One of the things I do is talk to people who aren't exactly on this plane. Like my dad, teachers who died thousands of years ago, and friends' dogs. (Sometimes the dogs are still on this plane, but they don't speak English.)
One of the people I talk to occasionally is my daughter.
Yesterday, she said "Faster."
My daughter isn't even conceived yet and she's already demanding. That better not be what she says to me when I'm making her a smoothie or we'll be having a discussion.
Now, most adults with their feet firmly planted in reality would say that I don't have any business having a baby right now, for a variety of reasons. Many of those reasons I agree with, at least when I'm pretending to be an adult with firmly-planted reality feet.
But if we all stuck to what we think is possible, realistic, and responsible - what society has trained us to do and believe - nobody would ever get anything done, whether extraordinary or magically ordinary.
Maybe if we focus on what we really want, life rearranges around us to support it.
Just because we’ve been trained to belief that things must be done a certain way doesn’t mean there isn’t a whole universe of expansive possibilities, new ways to get what we really want, what would make our souls happy.
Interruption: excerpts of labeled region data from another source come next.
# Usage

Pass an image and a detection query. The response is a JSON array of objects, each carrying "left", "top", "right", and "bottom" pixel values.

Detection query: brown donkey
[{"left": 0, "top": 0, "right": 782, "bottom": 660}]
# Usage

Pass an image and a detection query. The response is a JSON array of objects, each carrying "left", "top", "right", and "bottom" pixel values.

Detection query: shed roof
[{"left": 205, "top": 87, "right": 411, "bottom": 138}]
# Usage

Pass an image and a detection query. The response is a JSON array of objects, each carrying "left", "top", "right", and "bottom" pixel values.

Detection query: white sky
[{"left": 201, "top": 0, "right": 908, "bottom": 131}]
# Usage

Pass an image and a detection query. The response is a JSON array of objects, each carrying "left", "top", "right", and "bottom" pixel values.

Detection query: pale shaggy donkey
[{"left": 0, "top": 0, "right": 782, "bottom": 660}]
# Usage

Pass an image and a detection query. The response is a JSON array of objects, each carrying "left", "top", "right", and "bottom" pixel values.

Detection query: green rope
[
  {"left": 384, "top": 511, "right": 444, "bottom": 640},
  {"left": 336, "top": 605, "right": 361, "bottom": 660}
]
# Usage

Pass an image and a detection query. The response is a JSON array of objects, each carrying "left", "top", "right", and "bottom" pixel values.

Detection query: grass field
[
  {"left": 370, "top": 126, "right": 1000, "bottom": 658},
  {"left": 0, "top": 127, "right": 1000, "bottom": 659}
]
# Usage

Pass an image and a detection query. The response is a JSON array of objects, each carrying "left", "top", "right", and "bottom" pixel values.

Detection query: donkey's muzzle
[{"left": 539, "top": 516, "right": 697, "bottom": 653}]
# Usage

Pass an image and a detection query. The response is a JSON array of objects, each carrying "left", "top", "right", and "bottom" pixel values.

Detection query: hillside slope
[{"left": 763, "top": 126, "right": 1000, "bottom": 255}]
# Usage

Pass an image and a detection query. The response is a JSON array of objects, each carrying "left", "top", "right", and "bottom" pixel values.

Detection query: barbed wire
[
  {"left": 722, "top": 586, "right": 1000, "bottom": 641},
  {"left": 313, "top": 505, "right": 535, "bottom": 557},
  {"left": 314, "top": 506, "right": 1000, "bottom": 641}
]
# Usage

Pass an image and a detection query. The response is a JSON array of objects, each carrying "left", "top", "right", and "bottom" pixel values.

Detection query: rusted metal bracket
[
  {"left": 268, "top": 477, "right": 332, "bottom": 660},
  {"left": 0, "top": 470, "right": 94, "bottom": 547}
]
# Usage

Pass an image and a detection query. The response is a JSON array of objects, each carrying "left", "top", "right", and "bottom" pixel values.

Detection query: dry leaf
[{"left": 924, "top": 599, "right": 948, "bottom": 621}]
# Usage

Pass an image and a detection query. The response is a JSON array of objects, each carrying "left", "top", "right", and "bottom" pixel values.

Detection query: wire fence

It’s not that I could never be happy without biological children. Life without children is great. Free time, travel, sleep, reading a novel cover to cover, parties with friends without securing a babysitter.
But I know that if I don’t at least try, no matter what the circumstances of my life, I will never forgive myself. I need to go after this desire as best I can and surrender the ultimate outcome to god/universe/flying spaghetti monster/whoever is up there. And trust that by devoting myself to this, my life will rearrange to support it in surprising ways.
All I know is that I can’t keep putting up barriers around what I really want. Because there is always a way. There’s always a way to have what you truly want, even if it doesn’t look the way you planned.
Hanging out with somebody else’s daughter.